Along the way, the technology for managing the "unmanaged" fund had improved dramatically. The fund's second manager, Gus Sauter, who today is Vanguard's CIO, took over the fund in 1987 and ran it through 2005. "When Gus first got here and looked at the software that was being used to manage the index funds, he said, 'You've got to be kidding me,'" says Vanguard CEO Bill McNabb. "The software was from the 1970s, a decade old. Gus came in, taught himself the old computer language, did diagnostics, and rewrote all the code in his spare time. You can see the difference in the index funds from the point Gus took over. There were two factors—one, he rewrote the software, and two, he figured out how to use [index] futures. You can look at the tracking error in the early 1980s, and when Gus came in 1987, and you see this tremendous change in how tightly the funds began to track their benchmarks."
For Bogle, an index fund modeled on the S&P 500 was only the beginning. As the Vanguard 500 fund grew in market acceptance and successfully operated at minimal cost, Bogle's confidence in the concept increased. The Standard & Poor's 500 represented roughly 70 percent of the market's capitalization. What about a portfolio that tracked the remaining 30 percent? Vanguard's Extended Market Index, formed in 1987, enabled investors to do exactly that, tracking the Wilshire 4500 Index.

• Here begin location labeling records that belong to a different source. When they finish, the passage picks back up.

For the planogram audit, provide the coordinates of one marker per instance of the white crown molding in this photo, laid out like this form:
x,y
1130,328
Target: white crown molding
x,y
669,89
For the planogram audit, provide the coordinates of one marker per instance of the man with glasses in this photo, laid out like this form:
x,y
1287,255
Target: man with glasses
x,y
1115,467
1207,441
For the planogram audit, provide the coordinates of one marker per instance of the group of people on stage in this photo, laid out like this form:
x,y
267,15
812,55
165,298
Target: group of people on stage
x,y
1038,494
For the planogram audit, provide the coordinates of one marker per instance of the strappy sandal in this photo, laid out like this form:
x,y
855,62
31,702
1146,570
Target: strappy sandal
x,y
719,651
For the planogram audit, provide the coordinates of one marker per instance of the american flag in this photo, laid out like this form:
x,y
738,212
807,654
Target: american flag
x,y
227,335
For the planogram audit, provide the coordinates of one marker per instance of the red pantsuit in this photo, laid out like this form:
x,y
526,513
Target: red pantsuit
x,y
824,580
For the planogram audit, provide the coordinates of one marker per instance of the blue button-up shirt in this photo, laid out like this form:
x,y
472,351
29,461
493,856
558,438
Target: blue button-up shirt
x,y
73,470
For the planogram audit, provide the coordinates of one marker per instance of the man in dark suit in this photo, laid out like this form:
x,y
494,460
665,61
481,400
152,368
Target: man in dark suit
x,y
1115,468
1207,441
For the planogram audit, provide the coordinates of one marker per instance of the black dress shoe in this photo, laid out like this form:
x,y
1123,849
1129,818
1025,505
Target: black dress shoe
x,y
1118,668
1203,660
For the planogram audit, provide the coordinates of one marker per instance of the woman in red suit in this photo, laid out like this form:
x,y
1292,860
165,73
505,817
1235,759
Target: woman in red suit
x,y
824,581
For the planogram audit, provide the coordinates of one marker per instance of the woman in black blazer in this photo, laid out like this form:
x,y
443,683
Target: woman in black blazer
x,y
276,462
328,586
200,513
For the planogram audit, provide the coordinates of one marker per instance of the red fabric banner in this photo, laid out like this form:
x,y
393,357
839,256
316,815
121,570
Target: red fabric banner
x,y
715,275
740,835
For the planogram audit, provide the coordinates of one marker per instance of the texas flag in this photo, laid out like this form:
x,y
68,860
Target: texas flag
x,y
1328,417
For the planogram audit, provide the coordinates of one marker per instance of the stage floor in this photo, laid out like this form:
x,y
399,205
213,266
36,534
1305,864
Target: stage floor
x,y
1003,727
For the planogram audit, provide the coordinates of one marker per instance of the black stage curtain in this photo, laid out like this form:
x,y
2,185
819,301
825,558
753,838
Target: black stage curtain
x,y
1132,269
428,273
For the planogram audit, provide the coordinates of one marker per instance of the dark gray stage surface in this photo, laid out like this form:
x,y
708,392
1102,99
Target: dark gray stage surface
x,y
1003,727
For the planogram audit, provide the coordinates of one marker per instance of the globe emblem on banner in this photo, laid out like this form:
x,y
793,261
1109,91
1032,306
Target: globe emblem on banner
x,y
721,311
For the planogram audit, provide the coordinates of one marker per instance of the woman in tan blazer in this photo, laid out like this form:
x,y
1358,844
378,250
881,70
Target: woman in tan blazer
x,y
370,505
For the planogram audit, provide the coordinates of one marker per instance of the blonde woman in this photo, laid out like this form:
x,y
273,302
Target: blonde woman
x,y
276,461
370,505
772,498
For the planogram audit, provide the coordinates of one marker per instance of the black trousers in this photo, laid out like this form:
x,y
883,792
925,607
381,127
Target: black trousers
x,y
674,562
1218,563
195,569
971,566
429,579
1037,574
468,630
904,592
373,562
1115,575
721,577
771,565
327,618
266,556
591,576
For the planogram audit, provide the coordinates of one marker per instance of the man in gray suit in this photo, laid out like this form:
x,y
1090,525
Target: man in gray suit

Later, to simplify the process of holding both the S&P 500 Index and the Wilshire Extended Market Index, Vanguard offered the Total Stock Market Index, essentially owning the entire stock market by tracking the Wilshire 5000 Index, the most comprehensive market benchmark available. In 1989, the Small-Cap Index was introduced, using the Russell 2000 Index of small stocks, and a lower-cost 500 portfolio was designed for institutional investors with at least $10 million to invest. (Originally, most of the above index funds had slightly different names, often using the word "portfolio" instead of "index.") Today, assets in the Total Stock Market Index actually exceed those in the S&P 500 Index, and Bogle himself prefers it as the best proxy for the U.S. stock market.
In a speech before the Financial Analysts of Philadelphia in 1990, Bogle said, "The introduction of index funds focusing on growth stocks and value stocks awaits only the development of a growth index and a value index." Standard & Poor's introduced these two new indexes in May 1992, and just two months later, Vanguard launched portfolios with similar objectives. Bogle was confident that the principles of indexing would also work in world markets—perhaps work even better, since the expense ratios and portfolio transaction costs of international mutual funds were far higher than they were for U.S. funds. The Vanguard International Equity Index Fund was introduced in 1990, with European and Pacific Rim portfolios; an Emerging Markets index was added in mid-1994.